Further, with more airports being built in China’s tier-two cities, Beijing’s position as an international transfer hub will also diminish. At the end of 2018, as many as 21 airports in tier-two Chines cities operated international flights, up from only three airports in 2009. Coupled with the rise of domestic low-cost-carriers like Spring Airlines and loosening of the regulations in the overall aviation industry, we believe legacy carriers will find it difficult to control as many slots in the new airports, as they did in tier-one hubs. We therefore believe that legacy carriers', such as Air China, longer-term capacity expansion will be below that of the market.
When it comes to the issue of the grounding of 737 MAX aircraft, we think it will take about two months for Boeing to repair the MCAS software, certify the aircraft, and train pilots. At the end of 2018, 747 MAX 8 aircraft made up 3% of the group’s current fleet and almost half of its 2019 deliveries. While Air China can slow their planned 17 aircraft retirements to fill some of the void left by delays in 32 MAX 8 deliveries, it is nowhere close to offsetting the adverse effects completely. Therefore, we now see Air China expanding its capacity by merely 8.4% in 2019, lagging management’s 10% guidance.

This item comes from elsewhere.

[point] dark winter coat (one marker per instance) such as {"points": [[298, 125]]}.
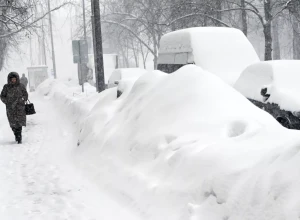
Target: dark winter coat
{"points": [[24, 81], [14, 97]]}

Lastly, the company’s results have been helped by a turnaround at Cathay Pacific, a Hong Kong-based carrier in which Air China holds a 30% stake. While the market reacted positively to Cathay’s 2018 full-year results announcement, probably because of higher-than-expected supply growth guidance for 2019, we do not believe new supply will be matched by demand in the near term. We have a fair value estimate of HKD 12.20 for Cathay Pacific, and Air China’s 30% stake in Cathay translates into about 11% of the firm’s intrinsic value.